Nestes dias lembrei do Véio do Saco, uma figura monstruosa criada pelos adultos para assustar as crianças que não comiam, não obedeciam, não estudavam. “Se continuar desse jeito eu te entrego pro Véio do Saco”, diziam os pais dos meninos (principalmente meninos), contemporâneos a mim. Tremíamos de medo. Qualquer velho mau cuidado, barbudo, que andasse com algum saco (por ironia, todo mendigo barbudo que passava pela rua, levava consigo um saco, aonde cabiam todos os seus pertences) era o Véio do Saco. Corríamos dele em desespero, entrávamos em casa, lavávamos as mãos, repetíamos o almoço (inclusive a salada e os legumes), íamos para a escola e à noite ainda fazíamos as tarefas de casa. Só assim, não seriamos entregues ao Véio, que já levava alguns meninos terríveis no seu saco. Só não sei se o Véio tinha consciência do bem que fazia aos pais dos meninos. Acho que não, pois nunca soube que cobrassem pelos bons serviços prestados.

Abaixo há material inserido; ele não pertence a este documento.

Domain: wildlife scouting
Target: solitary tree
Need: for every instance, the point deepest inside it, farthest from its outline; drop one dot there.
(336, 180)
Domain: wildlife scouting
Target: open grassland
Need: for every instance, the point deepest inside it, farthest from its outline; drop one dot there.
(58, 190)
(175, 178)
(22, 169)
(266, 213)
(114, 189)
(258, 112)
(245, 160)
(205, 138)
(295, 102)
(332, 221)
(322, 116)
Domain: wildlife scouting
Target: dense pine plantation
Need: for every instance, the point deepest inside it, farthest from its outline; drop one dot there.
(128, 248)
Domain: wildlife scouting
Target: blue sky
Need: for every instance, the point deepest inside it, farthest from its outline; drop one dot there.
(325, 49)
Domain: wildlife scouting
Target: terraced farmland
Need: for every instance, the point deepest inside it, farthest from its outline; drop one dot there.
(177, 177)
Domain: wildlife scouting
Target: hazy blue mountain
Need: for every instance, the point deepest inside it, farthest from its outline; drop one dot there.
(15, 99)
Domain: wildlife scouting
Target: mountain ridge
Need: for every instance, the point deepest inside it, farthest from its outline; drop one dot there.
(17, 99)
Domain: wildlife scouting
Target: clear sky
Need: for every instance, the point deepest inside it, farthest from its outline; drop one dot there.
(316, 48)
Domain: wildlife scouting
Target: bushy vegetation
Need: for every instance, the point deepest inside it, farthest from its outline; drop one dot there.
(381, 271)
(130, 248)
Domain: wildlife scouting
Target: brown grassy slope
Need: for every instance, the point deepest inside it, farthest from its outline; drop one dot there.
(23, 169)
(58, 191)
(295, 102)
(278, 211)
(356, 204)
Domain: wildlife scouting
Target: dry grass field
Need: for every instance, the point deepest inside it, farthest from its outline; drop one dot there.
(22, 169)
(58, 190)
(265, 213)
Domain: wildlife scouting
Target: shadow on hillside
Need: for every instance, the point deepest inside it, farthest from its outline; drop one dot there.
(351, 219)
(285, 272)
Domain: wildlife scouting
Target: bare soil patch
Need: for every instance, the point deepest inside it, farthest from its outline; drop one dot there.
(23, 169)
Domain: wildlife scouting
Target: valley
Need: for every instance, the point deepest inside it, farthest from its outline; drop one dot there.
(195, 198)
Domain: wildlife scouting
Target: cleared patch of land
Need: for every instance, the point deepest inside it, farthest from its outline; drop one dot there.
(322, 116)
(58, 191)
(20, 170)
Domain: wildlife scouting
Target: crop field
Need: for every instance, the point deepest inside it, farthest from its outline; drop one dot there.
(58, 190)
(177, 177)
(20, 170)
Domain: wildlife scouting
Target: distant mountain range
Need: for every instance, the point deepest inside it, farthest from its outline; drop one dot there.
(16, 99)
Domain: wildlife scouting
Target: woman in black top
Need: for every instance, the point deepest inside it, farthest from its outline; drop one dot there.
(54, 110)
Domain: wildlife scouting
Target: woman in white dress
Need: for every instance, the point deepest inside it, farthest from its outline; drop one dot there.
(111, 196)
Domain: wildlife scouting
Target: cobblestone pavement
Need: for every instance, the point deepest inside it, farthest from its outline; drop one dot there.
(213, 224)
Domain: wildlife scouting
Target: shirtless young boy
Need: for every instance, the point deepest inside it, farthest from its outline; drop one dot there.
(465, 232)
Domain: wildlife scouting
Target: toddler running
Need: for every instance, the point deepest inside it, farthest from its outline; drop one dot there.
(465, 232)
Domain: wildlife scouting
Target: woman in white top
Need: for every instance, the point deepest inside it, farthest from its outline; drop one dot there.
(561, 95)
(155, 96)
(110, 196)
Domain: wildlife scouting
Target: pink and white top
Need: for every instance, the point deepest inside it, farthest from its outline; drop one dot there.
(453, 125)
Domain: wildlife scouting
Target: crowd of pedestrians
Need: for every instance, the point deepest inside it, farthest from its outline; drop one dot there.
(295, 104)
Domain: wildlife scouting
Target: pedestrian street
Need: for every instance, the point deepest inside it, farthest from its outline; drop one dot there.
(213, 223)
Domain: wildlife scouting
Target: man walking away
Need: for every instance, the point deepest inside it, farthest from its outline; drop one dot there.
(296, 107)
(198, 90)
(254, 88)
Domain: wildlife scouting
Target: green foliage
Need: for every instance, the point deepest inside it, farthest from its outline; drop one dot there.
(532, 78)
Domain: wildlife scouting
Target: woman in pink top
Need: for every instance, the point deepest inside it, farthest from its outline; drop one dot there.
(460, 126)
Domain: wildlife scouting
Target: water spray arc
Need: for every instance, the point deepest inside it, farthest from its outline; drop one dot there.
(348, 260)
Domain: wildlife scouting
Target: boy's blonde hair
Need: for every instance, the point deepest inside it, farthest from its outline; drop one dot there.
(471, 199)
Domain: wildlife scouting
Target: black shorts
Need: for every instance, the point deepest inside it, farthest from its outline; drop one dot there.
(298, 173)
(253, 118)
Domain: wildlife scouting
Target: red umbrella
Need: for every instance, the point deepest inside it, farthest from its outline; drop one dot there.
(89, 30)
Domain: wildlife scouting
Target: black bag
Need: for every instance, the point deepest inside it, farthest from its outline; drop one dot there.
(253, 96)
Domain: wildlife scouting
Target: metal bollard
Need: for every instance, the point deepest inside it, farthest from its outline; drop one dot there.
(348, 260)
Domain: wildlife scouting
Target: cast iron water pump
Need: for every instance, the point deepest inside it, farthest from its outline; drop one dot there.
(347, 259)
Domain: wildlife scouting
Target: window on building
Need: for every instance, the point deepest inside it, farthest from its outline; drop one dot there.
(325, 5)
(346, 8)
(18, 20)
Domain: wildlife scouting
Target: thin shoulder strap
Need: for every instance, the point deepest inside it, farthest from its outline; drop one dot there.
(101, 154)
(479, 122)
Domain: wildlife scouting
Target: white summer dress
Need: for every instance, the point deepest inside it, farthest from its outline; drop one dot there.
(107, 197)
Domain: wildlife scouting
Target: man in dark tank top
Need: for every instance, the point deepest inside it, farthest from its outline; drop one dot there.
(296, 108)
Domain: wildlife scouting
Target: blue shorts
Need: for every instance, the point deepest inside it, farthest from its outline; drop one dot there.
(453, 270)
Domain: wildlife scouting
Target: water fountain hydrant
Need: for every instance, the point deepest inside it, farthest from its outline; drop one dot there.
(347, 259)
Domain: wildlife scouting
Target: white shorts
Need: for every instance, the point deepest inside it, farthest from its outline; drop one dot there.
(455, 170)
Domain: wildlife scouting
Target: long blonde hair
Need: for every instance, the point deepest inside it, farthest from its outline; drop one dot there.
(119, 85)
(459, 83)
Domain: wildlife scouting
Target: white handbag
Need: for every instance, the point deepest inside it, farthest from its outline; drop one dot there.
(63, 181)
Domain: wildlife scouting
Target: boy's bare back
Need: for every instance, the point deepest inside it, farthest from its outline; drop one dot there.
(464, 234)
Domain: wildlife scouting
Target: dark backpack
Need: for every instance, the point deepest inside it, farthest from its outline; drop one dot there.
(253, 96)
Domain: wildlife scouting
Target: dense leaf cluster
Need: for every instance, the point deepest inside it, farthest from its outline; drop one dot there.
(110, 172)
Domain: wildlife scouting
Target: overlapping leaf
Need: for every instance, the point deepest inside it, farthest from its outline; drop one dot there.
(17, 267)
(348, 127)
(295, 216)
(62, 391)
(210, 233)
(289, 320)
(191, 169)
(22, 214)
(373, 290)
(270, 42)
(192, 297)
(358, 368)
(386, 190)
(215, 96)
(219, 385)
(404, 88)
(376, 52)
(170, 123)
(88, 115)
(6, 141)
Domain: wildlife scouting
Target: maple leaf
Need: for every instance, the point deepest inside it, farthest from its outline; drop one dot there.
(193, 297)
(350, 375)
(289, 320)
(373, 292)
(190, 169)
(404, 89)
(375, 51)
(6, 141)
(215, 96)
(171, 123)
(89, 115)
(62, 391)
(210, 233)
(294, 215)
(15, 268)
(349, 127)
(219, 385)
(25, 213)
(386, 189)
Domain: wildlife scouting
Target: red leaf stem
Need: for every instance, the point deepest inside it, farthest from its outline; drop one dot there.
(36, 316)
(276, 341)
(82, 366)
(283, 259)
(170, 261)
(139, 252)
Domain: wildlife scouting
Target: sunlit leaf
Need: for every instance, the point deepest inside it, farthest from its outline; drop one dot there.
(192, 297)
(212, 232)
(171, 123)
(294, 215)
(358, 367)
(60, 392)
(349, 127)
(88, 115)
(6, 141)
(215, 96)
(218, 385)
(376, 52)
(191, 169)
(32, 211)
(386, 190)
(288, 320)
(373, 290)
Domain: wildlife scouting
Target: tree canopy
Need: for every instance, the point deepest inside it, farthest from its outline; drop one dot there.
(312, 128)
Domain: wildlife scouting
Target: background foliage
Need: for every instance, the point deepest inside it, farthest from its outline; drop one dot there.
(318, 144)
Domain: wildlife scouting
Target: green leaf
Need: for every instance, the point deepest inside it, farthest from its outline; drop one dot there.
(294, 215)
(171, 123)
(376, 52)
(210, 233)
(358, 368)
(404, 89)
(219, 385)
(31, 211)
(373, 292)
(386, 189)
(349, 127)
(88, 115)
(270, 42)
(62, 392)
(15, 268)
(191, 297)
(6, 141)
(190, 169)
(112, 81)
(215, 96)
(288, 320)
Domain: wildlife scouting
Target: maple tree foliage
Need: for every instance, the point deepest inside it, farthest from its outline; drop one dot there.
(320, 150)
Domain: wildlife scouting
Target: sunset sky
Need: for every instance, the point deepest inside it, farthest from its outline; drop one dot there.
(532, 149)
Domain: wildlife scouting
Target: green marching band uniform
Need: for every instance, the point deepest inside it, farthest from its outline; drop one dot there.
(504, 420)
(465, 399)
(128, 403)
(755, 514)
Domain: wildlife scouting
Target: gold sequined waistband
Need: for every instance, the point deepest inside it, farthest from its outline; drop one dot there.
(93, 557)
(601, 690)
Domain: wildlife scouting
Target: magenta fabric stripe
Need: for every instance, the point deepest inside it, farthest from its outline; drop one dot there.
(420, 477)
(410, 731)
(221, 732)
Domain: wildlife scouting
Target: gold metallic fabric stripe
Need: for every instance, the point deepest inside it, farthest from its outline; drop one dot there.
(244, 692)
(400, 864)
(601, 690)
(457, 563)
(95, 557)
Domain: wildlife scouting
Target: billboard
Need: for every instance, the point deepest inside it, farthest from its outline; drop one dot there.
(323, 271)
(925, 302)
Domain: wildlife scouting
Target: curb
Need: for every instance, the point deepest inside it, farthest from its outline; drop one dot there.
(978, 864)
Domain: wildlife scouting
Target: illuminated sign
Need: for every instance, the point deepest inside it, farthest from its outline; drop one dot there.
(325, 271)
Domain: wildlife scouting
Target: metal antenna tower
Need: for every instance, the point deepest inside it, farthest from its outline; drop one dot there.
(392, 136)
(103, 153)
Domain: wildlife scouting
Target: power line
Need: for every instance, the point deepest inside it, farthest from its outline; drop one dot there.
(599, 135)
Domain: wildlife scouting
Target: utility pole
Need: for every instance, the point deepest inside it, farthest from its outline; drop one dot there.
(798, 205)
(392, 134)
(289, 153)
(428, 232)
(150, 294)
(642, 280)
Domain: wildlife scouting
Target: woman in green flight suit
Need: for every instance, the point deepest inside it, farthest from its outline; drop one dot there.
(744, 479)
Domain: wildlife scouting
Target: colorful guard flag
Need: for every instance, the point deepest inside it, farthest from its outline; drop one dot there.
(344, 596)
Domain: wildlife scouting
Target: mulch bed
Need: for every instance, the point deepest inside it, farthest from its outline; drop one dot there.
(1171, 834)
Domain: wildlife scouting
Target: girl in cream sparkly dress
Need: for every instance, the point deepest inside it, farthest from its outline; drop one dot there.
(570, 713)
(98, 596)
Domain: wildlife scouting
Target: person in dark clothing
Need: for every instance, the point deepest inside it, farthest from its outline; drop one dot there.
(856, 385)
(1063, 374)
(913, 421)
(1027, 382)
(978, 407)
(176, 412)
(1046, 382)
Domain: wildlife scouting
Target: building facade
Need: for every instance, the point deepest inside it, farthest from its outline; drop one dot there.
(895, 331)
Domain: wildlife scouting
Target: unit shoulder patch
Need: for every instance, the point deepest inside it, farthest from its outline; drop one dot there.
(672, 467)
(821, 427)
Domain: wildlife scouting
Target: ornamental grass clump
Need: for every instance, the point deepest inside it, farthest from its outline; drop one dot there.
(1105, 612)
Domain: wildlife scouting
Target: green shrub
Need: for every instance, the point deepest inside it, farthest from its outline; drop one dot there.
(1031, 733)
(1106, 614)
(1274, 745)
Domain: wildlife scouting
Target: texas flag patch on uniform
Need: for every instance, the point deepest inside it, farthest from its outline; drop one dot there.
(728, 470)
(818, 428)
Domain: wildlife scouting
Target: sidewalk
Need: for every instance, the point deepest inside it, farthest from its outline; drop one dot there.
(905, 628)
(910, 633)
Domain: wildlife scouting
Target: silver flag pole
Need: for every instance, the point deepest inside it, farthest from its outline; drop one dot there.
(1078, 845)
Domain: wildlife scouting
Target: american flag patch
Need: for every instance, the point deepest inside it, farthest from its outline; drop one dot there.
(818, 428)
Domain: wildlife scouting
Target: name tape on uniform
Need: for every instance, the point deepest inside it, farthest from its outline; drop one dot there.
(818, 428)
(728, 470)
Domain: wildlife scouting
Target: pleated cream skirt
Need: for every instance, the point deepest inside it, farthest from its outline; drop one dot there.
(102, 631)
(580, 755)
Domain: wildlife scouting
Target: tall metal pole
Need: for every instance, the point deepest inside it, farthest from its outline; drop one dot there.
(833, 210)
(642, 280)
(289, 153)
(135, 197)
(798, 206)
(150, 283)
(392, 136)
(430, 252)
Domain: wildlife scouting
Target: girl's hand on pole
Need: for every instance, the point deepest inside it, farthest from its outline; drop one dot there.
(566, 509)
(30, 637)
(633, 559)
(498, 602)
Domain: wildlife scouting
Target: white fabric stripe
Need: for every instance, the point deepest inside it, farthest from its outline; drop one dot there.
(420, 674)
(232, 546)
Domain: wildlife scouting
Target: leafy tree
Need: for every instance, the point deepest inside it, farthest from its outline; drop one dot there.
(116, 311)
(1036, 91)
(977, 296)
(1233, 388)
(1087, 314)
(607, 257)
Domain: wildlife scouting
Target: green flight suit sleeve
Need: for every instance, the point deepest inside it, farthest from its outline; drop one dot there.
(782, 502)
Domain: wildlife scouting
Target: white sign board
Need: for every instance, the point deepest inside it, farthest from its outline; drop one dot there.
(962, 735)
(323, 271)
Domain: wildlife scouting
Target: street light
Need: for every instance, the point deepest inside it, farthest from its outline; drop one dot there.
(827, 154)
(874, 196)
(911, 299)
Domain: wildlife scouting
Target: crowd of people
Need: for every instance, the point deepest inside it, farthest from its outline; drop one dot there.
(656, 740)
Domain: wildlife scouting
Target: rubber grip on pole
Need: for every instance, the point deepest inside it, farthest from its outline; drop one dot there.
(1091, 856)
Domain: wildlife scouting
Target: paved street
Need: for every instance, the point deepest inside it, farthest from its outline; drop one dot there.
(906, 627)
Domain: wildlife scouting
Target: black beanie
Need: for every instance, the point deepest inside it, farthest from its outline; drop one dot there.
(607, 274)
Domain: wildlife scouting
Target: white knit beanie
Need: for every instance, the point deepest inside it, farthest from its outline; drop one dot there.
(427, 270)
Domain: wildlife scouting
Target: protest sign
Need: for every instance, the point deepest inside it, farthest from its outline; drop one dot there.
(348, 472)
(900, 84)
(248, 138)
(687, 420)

O tempo passou, os meninos cresceram e viraram pais. A rua onde brincávamos passou a ser uma figura virtual aos meninos de hoje. Eles só a vêem através das janelas dos seus apartamentos e dos carros. Brincar só no parquinho do condomínio, ou no computador.
Até pensei que a figura do Véio do Saco também havia desaparecido, por falta de demanda ou por falta de velhos que transitem por aí. Os pais têm outras formas de fazer com que seus filhos cumpram as suas obrigações com muito mais efetividade (moratória de mesada, interdição da internet, proscrição de shoppings, etc).
Mas eu acho que estava enganado. Pelo que tenho visto, os Véios continuam existindo. Apenas se transmutaram, adquiriram novas feições, modernizaram-se, afinal. Talvez não sejam mais tão velhos. Talvez sejam homens, até jovens. Quem sabe, mulheres. Não levam mais os sacos às costas. O termo saco hoje faz mais sentido se o empregarmos naquela denominação pejorativa que todos conhecemos. Ou se o substituirmos por mala, onde enfiam seus troféus violentados e os abandonam em lugares movimentados, como se o perigo de serem flagrados fosse uma excitação a mais, após todo o êxtase atingido com as suas práticas doentias. Mandam mensagens. Marcam encontros. É possível que conheçamos alguns. É possível até que façam parte do nosso convívio. Algumas vezes são pais, mães, padrastos, madrastas, amigos. Quando as vítimas são adolescentes, os Veios podem ser os ex-namorados. Eles não são exclusivamente mendigos, pobres. Alguns enriqueceram muito. Pertencem a todas as classes sociais. Eles estão mimetizados com a sociedade. Não se diferenciam mais. Parecem conosco. E é isto que assusta. O medo do Véio, hoje, passou a ser nosso, dos adultos.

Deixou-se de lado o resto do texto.